Bu hayat bir defada en doğru nasıl yaşanır?
“Kendinden nereye?” ve “Beni bana bırak” başlıklı iki yazımda hayatımın büyük bir bölümünde cevabını aradığım, “İnsanın iradesi var mı, yoksa hayatımız boyunca kat-i bir kaderin gönülsüz oyuncuları mıyız?” sorusuna bulduğum cevabın etrafında dolanmıştım. Alelacele ve beceriksizce yarım bırakılmış gibi geldiğinden bu üçüncü yazıda meseleyi Nuri Bilge Ceylan’ın Kış Uykusu filmi üzerinden tartışıp “Betty Blue” filmi ile nihayete erdireceğim.
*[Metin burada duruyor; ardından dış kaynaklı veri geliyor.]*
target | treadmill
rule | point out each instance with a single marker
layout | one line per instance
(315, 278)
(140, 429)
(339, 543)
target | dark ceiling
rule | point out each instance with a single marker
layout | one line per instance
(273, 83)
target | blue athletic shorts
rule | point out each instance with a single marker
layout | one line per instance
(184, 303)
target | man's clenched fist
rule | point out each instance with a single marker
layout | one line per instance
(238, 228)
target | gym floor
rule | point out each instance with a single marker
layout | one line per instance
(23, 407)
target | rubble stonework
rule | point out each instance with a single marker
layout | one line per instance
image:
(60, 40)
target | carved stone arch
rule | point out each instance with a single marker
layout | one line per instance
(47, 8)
Bazı yazılar vardır, onunla ne yapacağınızı bilemezsiniz. Hırçın bir yabanı evcilleştirmek gibidir onunla uğraşmak, meseleye nereden başlayacağınızı seçmek, işlemeye devam ederken onu ehlileştirmek, tıpkı Ceylan’ın filmindeki Yılkı Atını ehlileştirmek için onu yordukları ve sonra karanlık bir ahıra kapattıkları gibi. Başlamaktan, devam etmekten, okumaktan ve editlemekten korkup, yorup yorup karanlıkta dinlenmeye bıraktığım bu yazıyı nihayet dikkatinize sunuyorum.
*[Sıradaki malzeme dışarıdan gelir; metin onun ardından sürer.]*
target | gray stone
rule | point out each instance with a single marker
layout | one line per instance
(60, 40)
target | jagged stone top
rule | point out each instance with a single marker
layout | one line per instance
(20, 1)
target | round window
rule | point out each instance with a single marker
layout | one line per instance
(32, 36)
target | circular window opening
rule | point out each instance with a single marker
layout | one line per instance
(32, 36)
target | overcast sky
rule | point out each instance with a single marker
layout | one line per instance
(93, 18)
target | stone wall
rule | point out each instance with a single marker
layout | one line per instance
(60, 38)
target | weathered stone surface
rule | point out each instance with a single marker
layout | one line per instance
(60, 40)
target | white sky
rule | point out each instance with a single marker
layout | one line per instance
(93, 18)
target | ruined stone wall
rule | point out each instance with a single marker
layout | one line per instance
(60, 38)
Sonunu getirebilirsem ucu tanrıya varacak, varlığını veya yokluğunu bulmaya götürecek bir cevaptı peşine düştüğüm soru. Kader mi geleceğimi yaratıyor, ben mi kaderimi? İradem var mı, varsa sınırları ne kadar? Bu soru şu yüzden önemliydi, maruz kaldığım neredeyse hiçbir zorbalığı aşamıyordum, ancak benden çabalayıp cenneti kazanmam, öte yandan tanrıyı iyi bir kul olduğuma ikna etmem bekleniyordu. Sahi neden dâhil olmuştum ki bu yarışa? Bana sormuş muydu oyuna başlarken, var mısın? Öğrendiklerime göre ancak cüz-i bir iradem varmış ama dünyanın başka yerlerinde başka hayatlarda sınırsız bir özgürlük vardı. Onların kaderine mutluluk, benimkine kölelik mi yazılmıştı?
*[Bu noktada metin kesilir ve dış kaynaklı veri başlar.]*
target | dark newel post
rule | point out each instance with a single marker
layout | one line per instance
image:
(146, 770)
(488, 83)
Çocukluğumdan itibaren peşine düştüğüm bu sorunun cevabını bulabilmek için önce yalanlarla sarmalandığım kundaktan sıyrılıp bir kelebeğe dönüşmem gerekiyordu. Yalanlar, yalanlar, öyle çoklar ki, saf, basit hakikati bulmam 20-25 yılımı aldı. Sadeleştim, donandım, sadeleştim, çırılçıplak kaldım ve sonra dilediğimce kuşandım bu can yakıcı dünyadan korunabilmek için.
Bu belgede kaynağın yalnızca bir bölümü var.